Moreover, while the FSA will disappear, the personnel won’t. While King will chair the new financial policy committee at the Bank, the day-to-day running of it will be done by Hector Sants, the current chief executive of – you’ve guessed it – the FSA! Meanwhile, the chairman of the FSA, Adair Turner, is considered a possible successor to King when his term as governor ends in 2013. You’ve only got to listen to Turner’s response to Osborne’s speech to know that he doesn’t think much has changed: “the FSA now has the clarity of direction and timescale as well as the leadership we need to meet the challenges ahead”. Doesn’t sound like the words of a man who’s just lost his job does it?
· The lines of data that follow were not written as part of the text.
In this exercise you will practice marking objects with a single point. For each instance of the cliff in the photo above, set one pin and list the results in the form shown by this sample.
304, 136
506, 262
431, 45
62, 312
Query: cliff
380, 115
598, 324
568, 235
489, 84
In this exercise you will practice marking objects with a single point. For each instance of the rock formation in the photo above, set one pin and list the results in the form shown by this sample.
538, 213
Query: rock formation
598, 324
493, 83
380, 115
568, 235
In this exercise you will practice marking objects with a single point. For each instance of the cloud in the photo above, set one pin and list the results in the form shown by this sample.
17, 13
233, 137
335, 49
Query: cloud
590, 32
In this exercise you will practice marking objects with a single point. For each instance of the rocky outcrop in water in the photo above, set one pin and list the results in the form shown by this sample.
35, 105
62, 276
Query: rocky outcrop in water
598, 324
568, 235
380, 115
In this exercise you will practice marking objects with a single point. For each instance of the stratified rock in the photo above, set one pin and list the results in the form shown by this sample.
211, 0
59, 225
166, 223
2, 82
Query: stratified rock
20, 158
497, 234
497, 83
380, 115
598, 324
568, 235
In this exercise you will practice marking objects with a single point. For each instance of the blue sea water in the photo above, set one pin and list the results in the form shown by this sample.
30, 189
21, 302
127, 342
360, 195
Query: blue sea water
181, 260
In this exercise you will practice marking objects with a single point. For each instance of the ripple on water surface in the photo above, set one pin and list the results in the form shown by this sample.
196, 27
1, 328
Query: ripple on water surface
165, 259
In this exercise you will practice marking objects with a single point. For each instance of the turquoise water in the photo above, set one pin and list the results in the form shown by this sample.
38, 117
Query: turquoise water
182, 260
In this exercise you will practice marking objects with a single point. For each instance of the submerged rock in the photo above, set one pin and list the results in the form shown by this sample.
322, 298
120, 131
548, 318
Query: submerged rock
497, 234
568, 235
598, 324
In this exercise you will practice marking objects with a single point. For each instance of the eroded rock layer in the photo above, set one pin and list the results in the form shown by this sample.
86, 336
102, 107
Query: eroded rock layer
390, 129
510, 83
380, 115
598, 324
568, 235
Osborne is right to say that Britain’s system of financial regulation “failed spectacularly” during the economic crisis. But the Bank has its critics too – that it did not cut interest rates quickly enough when the crisis was brewing, and that its monetary policy committee did nothing to prick the property asset bubble when it was booming in the years leading up to the crisis.
Osborne’s Mansion House speech also said that banks should pay a levy as a consequence of the huge bail-outs many have received during the crisis. The figures expected to be raised by the levy range from £1 billion to £5 billion – we won’t have a real idea until next week’s ’emergency budget’, but expect the figure to be at the low end of the scale. Again, this raises several questions. Will it be a one-off levy, and what safeguards will there be to ensure that banks don’t just cover the extra cost by charging their customers on the high-street more? Meanwhile, since the coalition clearly does not support it, Labour should continue to campaign for an international financial transaction tax that would rake in multi-billion revenues every year – far more than a bank levy.
In other words, Osborne’s proposals might sound radical, but amount to little more than re-arranging the chairs and re-naming the offices. Institutional adjustment is all well and good, but the mind-set of financial governance and markets has to change if anything to be different in the future. The tripartite system – the bank, treasury and the FSA – all bought the idea that light-touch regulation worked best. It didn’t and it doesn’t. If this mindset doesn’t change, don’t expect the new framework to change anything.
It may have been white-tie and tails but it certainly wasn’t old Etonian. Schoolboy error.